The Fortune of the Rougons by Emile Zola

The Fortune Of The Rougons
Why does anyone get this into their head to do this?  At some point Emile Zola decided that it would be a good idea to write a huge series of novels based around the interlinked tales of one family.

The whole series would take him over twenty years and finish up comprising twenty separate full sized novels.  One of them, Germinal, would go on to become one of the great classic novels.  It would be easy to regard the whole series as one of the all time classics of mission creep.  But in the introduction to the very first one of them, the Fortune of the Rougons, Zola makes it clear that the large scale of the project was something that he conceived from the very beginning.


The Fortune of the Rougons is a book that is seeped in the history of the time in which it is set.  But Zola never writes about politics.  He writes about people's reaction to politics.  The events of French history play a key role in the book, but the book is about the way people's lives play out.  What he is particularly good at is handling the way that politics motivates people.  It is rarely straight forward.  We get to realise why the characters take particular sides.   And how their own motives shape the way they see and react to events. For example, having brothers as political opponents is a good plot device, but the way Zola sets it up is completely believable.

The background in history is that of the sudden collapse of the second French republic and its replacement by a new empire under Napoleon III.  The Bourbons had been overthrown in the revolution of 1848.  The republic that came in after this was a bit shaky from the start.  It lasted only three years before being replaced by, of all things, a second go at an empire under Napoleon III.

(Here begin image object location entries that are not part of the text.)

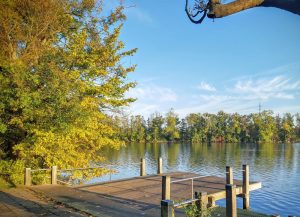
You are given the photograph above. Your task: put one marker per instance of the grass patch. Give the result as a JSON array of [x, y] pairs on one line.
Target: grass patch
[[4, 184]]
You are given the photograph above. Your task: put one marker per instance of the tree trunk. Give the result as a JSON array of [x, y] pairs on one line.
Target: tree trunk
[[218, 10]]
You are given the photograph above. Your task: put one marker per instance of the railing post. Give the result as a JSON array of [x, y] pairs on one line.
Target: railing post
[[27, 177], [159, 166], [167, 209], [201, 203], [166, 188], [229, 175], [246, 193], [231, 201], [54, 175], [143, 167]]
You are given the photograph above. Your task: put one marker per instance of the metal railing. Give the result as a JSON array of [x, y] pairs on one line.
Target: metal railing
[[54, 171]]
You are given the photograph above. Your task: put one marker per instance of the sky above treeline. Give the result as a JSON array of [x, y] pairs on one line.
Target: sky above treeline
[[231, 64]]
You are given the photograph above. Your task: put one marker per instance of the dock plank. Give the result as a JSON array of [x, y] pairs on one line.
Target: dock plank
[[137, 196]]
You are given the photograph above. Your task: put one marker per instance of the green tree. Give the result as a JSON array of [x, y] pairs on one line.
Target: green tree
[[155, 127], [171, 131], [60, 79], [286, 131], [265, 126]]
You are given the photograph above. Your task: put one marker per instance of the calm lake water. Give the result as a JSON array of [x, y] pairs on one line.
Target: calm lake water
[[277, 166]]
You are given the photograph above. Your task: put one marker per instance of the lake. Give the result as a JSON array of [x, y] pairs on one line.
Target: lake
[[277, 166]]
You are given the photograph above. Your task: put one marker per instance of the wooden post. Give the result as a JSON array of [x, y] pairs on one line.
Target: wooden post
[[246, 193], [166, 188], [143, 167], [211, 201], [167, 209], [27, 177], [229, 175], [201, 203], [159, 166], [54, 175], [231, 201]]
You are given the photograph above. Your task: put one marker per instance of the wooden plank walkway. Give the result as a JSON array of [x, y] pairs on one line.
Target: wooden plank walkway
[[139, 196]]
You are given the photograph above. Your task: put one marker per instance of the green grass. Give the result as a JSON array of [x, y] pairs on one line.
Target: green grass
[[4, 184], [220, 212]]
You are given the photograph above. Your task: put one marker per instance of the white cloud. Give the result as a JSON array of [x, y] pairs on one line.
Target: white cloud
[[277, 93], [153, 92], [205, 86], [277, 87], [151, 98], [139, 14]]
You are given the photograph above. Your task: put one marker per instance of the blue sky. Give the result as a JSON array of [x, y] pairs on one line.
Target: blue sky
[[230, 64]]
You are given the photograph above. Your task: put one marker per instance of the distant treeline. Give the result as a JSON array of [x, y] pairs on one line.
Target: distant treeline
[[220, 127]]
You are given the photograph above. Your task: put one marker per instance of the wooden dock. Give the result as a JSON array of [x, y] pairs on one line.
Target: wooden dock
[[139, 196]]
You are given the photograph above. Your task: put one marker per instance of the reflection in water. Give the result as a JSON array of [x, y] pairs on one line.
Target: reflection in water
[[275, 165]]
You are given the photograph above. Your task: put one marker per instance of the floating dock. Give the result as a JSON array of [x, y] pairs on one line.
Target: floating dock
[[142, 196]]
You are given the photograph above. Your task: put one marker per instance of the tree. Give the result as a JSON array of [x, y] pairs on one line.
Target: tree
[[215, 9], [155, 127], [265, 126], [171, 130], [61, 78]]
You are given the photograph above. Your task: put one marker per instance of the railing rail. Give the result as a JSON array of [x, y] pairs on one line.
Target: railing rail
[[201, 199], [54, 171]]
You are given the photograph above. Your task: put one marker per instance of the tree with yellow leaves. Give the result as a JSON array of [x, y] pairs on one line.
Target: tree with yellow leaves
[[61, 78]]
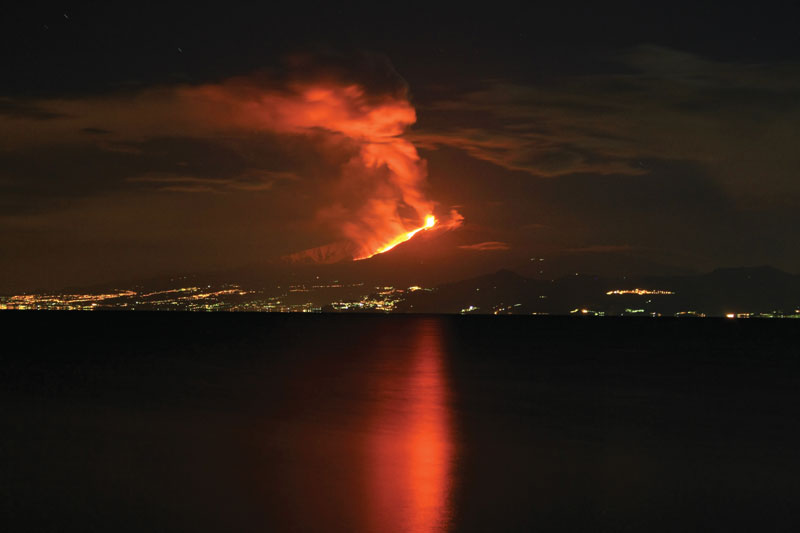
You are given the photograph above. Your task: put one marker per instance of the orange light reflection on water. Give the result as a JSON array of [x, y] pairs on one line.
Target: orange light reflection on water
[[411, 450]]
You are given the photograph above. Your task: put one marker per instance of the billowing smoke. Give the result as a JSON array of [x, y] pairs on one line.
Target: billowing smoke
[[387, 171]]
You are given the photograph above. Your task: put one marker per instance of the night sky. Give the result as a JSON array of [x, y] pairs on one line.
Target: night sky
[[139, 141]]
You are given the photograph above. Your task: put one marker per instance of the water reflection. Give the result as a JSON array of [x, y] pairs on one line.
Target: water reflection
[[410, 449]]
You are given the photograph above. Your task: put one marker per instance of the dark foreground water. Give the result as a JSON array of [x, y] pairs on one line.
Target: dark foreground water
[[187, 422]]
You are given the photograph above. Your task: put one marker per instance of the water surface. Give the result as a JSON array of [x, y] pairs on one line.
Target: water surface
[[241, 422]]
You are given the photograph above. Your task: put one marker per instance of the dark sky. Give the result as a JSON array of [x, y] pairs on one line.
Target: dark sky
[[666, 132]]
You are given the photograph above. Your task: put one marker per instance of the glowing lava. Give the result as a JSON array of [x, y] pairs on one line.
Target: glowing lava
[[430, 221]]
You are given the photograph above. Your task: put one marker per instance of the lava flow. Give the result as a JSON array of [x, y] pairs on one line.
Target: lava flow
[[430, 221]]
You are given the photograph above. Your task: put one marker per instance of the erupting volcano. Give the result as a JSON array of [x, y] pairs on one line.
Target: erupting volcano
[[380, 192], [430, 221]]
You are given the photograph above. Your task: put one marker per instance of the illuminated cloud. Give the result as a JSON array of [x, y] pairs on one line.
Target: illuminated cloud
[[205, 139]]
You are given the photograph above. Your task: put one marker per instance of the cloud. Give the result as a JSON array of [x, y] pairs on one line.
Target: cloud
[[486, 246], [366, 183], [603, 249], [736, 120]]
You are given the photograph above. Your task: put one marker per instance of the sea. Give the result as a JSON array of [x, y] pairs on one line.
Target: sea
[[238, 422]]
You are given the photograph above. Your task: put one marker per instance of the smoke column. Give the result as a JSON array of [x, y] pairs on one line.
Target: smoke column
[[396, 205]]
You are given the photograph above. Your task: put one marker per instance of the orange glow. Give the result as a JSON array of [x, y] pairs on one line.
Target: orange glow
[[379, 188], [430, 221], [411, 452]]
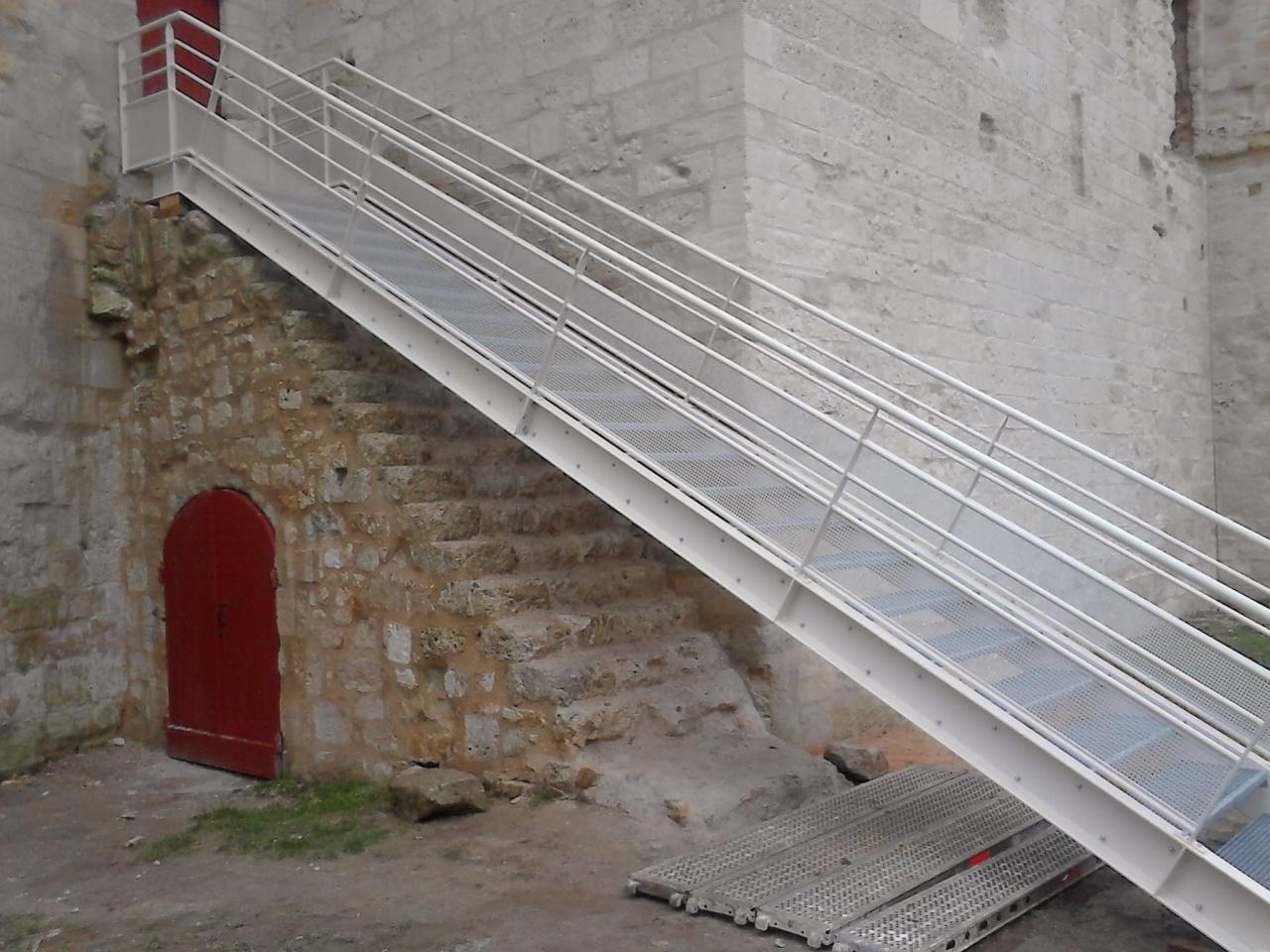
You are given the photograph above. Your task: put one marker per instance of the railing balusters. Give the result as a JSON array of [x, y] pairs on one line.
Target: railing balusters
[[714, 331], [171, 50], [562, 320], [830, 507], [341, 250], [974, 483]]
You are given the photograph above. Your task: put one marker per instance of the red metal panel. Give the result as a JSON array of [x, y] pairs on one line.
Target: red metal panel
[[222, 635], [206, 10]]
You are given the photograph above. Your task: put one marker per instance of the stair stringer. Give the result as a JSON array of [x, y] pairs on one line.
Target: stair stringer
[[1182, 874]]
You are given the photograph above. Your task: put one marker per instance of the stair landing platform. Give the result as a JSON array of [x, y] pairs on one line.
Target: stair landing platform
[[924, 860]]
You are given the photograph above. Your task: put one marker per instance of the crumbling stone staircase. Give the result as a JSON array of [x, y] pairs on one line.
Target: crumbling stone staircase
[[530, 633]]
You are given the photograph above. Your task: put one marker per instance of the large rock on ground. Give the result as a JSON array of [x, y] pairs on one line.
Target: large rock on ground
[[856, 763], [420, 793]]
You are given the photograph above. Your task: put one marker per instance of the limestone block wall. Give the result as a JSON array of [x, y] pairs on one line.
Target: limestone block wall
[[444, 595], [636, 98], [240, 379], [62, 666], [988, 185], [1230, 79], [1229, 61], [991, 186]]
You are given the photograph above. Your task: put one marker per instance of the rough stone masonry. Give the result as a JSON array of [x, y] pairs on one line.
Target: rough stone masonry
[[1007, 189], [444, 594]]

Social divisions in France at this time were deep and bitter and were reflected in political divisions.  It is the genius of Zola that he can weave all this into a novel which also has deep human interest as well. The innocent love affair that takes up much of the middle of the book is beautifully described and oh so believable, but has nothing whatever to do with the bigger picture.  It brings home that even at a time of great political and historical drama, on the ground ordinary people have to continue to live their lives and that really that is the real thing that is going on.  Reading this book is a great way to get a feel for the history of this period in France.  But you learn a great deal more as well.